Zabalaza
Who needs the WSSD?
Within the Anti-Privatisation Forum (APF) in Gauteng, a debate is raging about whether or not the left should participate in the United Nations’-sponsored “NGO Summit” that is being planned for the UN’s “Rio +10” conference, which will be held in Johannesburg in 2002.
The Rio + 10 summit by the UN is a follow-up to the UN conference on the environment that was held in 1992 in Rio, Brazil. The UN is inviting non-governmental structures to participate in a parallel “NGO Summit” and is willing to foot the bill.
ANARCHIST ROLE
Now, there is nothing wrong in principle with anti-globalisation activists coming forward to discuss campaigns against – and alternatives to – capitalist globalisation. As anarchists we are ready to use any popular forums as an opportunity to win people to our programme. And where possible we play a leading role in developing and defending such forums as a space for radically democratic grassroots decision-making, and as a platform for direct action against capitalism.
This was, for example, the case for the anti-Free Trade Area of the Americas summit in Quebec in April 2001, where anarchists were key actors in the Anti-Capitalist Convergence (CLAC) and helped establish anti-authoritarian and anti-capitalist struggle as the central themes of the anti-FTAA protests. And this is precisely why anarchists support structures such as the APF.
CO-OPTATION
However, the proposed UN-sponsored “NGO Summit” is a different matter entirely. Before we decide to try and “use” this Summit, it is vital to understand the agenda of the UN and other capitalist bodies in organising and funding such Summits in the first place. Since the momentous events in Seattle in 1999 – when protesters disrupted the globalisation summit of the World Trade Organisation – the capitalist class has been under siege at most of its international policy/planning meetings, whether by the IMF, UN or WEF.
In this climate, capital has begun to fund (official) summits for civil society organisations, “NGO Summits” running parallel to the official globalisation summits of the capitalist class.
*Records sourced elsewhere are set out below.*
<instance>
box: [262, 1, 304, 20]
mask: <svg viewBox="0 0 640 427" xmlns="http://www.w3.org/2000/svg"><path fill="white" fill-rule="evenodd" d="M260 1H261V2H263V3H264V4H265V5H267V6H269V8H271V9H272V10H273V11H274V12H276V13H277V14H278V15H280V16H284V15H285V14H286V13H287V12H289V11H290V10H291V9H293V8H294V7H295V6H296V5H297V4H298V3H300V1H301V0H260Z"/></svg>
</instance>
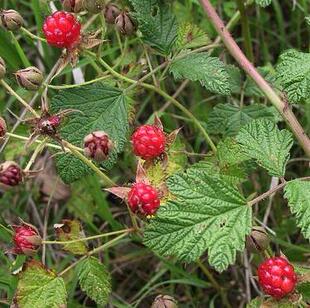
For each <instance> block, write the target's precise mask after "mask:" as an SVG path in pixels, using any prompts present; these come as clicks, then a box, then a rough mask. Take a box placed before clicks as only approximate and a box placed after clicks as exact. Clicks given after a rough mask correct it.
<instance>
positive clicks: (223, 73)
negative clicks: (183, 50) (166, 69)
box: [170, 52, 232, 95]
mask: <svg viewBox="0 0 310 308" xmlns="http://www.w3.org/2000/svg"><path fill="white" fill-rule="evenodd" d="M170 72H171V73H172V74H173V76H174V78H175V79H183V78H184V79H189V80H191V81H200V83H201V84H202V85H203V86H204V87H205V88H206V89H207V90H208V91H210V92H213V93H217V94H223V95H229V94H230V93H231V90H232V84H231V79H230V75H229V73H228V71H227V70H226V66H225V64H224V63H223V62H222V61H220V60H219V59H218V58H216V57H210V56H209V55H208V53H206V52H201V53H189V54H187V55H184V56H182V57H180V58H179V59H175V60H174V61H173V62H172V64H171V66H170Z"/></svg>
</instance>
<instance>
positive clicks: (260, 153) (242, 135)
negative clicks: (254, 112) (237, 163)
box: [237, 119, 293, 177]
mask: <svg viewBox="0 0 310 308" xmlns="http://www.w3.org/2000/svg"><path fill="white" fill-rule="evenodd" d="M237 141H238V142H239V143H240V144H241V146H242V151H243V153H245V154H246V155H248V156H249V157H251V158H254V159H255V160H256V162H257V163H258V164H259V165H260V166H261V167H263V168H265V169H266V170H267V171H268V172H269V174H270V175H271V176H277V177H282V176H284V174H285V166H286V163H287V161H288V159H289V157H290V149H291V147H292V145H293V138H292V135H291V133H290V132H289V131H287V130H285V129H283V130H281V131H280V130H279V129H278V127H277V126H276V124H275V123H273V122H271V121H269V120H266V119H259V120H254V121H252V122H250V123H249V124H247V125H246V126H244V127H243V128H242V129H241V131H240V132H239V134H238V136H237Z"/></svg>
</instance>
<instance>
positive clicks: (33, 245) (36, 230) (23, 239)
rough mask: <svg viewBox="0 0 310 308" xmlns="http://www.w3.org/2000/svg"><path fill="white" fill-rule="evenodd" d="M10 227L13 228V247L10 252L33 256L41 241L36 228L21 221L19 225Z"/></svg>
mask: <svg viewBox="0 0 310 308" xmlns="http://www.w3.org/2000/svg"><path fill="white" fill-rule="evenodd" d="M12 227H13V229H14V236H13V242H14V248H13V250H12V252H13V253H15V254H18V255H21V254H23V255H26V256H31V257H33V256H34V255H35V254H36V252H37V251H38V249H39V248H40V245H41V243H42V239H41V236H40V235H39V231H38V230H37V228H36V227H34V226H32V225H30V224H27V223H25V222H23V221H22V222H21V224H20V225H18V226H12Z"/></svg>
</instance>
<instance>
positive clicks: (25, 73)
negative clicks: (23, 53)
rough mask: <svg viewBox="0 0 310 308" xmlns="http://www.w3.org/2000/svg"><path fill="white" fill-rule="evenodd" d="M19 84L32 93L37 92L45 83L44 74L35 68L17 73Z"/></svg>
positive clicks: (17, 79)
mask: <svg viewBox="0 0 310 308" xmlns="http://www.w3.org/2000/svg"><path fill="white" fill-rule="evenodd" d="M15 77H16V80H17V82H18V84H19V85H20V86H21V87H23V88H25V89H27V90H30V91H36V90H38V89H39V88H40V86H41V84H42V82H43V74H42V72H41V71H40V70H39V69H38V68H36V67H35V66H30V67H27V68H25V69H22V70H19V71H17V72H16V73H15Z"/></svg>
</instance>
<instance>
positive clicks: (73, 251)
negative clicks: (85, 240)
mask: <svg viewBox="0 0 310 308" xmlns="http://www.w3.org/2000/svg"><path fill="white" fill-rule="evenodd" d="M54 229H55V232H56V234H57V237H58V240H59V241H61V242H67V241H73V240H78V239H81V238H84V237H85V235H84V231H83V229H82V226H81V224H80V223H79V221H77V220H68V219H65V220H63V221H62V222H61V225H54ZM62 249H64V250H66V251H69V252H71V253H73V254H76V255H84V254H86V253H87V251H88V249H87V246H86V243H85V242H82V241H81V242H74V243H71V244H65V245H62Z"/></svg>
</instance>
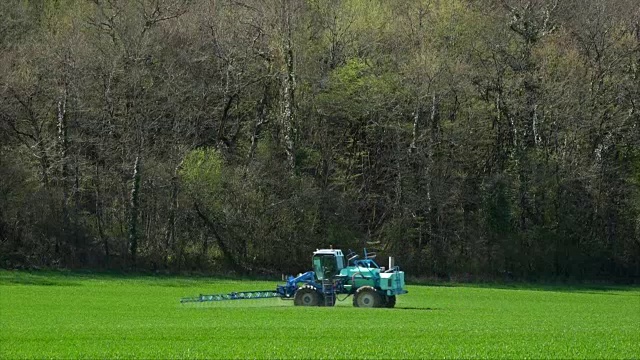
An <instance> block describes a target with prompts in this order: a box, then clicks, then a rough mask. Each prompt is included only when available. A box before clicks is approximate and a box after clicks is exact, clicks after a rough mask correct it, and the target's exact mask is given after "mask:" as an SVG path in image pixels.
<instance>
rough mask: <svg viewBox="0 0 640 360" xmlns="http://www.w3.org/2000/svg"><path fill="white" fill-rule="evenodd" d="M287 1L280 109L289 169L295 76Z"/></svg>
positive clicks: (284, 142)
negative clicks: (283, 68) (282, 84)
mask: <svg viewBox="0 0 640 360" xmlns="http://www.w3.org/2000/svg"><path fill="white" fill-rule="evenodd" d="M288 4H289V2H288V1H284V2H283V17H284V19H283V21H284V39H283V43H284V49H283V51H284V62H285V69H284V71H285V73H284V74H283V75H284V76H283V89H282V92H283V104H282V107H283V110H282V128H283V133H284V145H285V152H286V154H287V162H288V165H289V168H290V169H291V170H293V169H294V167H295V162H296V159H295V148H294V133H295V130H294V122H295V108H294V107H295V98H294V95H295V90H296V77H295V71H294V66H293V65H294V62H293V61H294V59H293V46H292V44H291V11H292V9H289V8H288V6H287V5H288Z"/></svg>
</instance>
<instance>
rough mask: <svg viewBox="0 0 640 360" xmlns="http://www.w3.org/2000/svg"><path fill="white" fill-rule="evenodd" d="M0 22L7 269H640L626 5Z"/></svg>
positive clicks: (55, 19)
mask: <svg viewBox="0 0 640 360" xmlns="http://www.w3.org/2000/svg"><path fill="white" fill-rule="evenodd" d="M0 16H2V21H0V268H9V269H13V268H29V269H31V268H46V269H94V270H100V269H102V270H117V271H156V272H166V273H177V272H202V273H237V274H254V275H255V274H271V275H274V274H278V275H279V274H280V273H294V274H295V273H298V272H301V271H306V270H307V269H308V268H309V267H310V257H311V253H312V252H313V251H314V250H315V249H316V248H326V247H329V246H333V247H335V248H341V249H345V250H346V249H353V250H354V251H360V250H361V249H362V248H363V247H369V248H377V249H378V254H379V256H381V257H382V256H388V255H393V256H394V257H395V258H396V263H397V264H398V265H401V266H402V268H403V269H404V270H405V271H407V273H408V274H409V275H411V276H413V277H425V278H437V279H448V280H451V279H458V280H469V281H473V280H476V279H502V278H509V279H523V280H529V281H535V280H552V279H567V280H579V281H582V280H590V281H599V280H620V279H622V280H629V279H631V280H633V281H637V280H638V279H640V109H639V107H640V7H639V6H638V3H637V0H393V1H392V0H268V1H263V0H6V1H1V2H0ZM634 279H635V280H634Z"/></svg>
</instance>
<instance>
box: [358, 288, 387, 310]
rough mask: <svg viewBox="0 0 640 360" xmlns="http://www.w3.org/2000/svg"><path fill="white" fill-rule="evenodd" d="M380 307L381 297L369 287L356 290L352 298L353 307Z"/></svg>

Capital claims that these forums will allow ordinary voices to be heard, and provide a channel for popular concerns to be integrated into the decisions of the official meetings. This is why, for example, the UN poured millions into an “NGO Summit” designed to run parallel to the official World Conference Against Racism summit in Durban.
DUAL POWER
The motives, in other words are clear: the official “NGO Summits” are used to legitimise the capitalists’ meetings, whilst also removing the teeth from the anti-globalisation movement. This is exactly why we should not participate in the government – and corporate-run and funded “NGO summits.” They hide the undemocratic nature of the gatherings of the capitalist class by posing as democratic spaces. Yet these “NGO Summits” are themselves undemocratic. In return for capitalist blood money, progressives get drawn into stage-managed gatherings in which small groups of delegates draw up documents that are, at best, totally ignored by the official summits, and, at worst, used to legitimise neo-liberal policies.
This type of “participation” also runs totally counter to the spirit of the anti-globalisation movement. The movement has based itself on mass direct action, and on a democratic model of struggle organising. Yet participation in the “NGO Summits” is limited to a few delegates who spend their time fighting with other delegates for money and over the wording of the declaration of the NGO Summits. What we want instead are tens of thousands on the streets, based not on participation within the NGO Summits or official summits, but on direct action against the capitalist class and its agents, a mass struggle against capitalism, for libertarian communism, for anarchism. We must organise outside and against the capitalist class and the governments, creating a new world that can crush the world of wage-slavery, unemployment and racial oppression.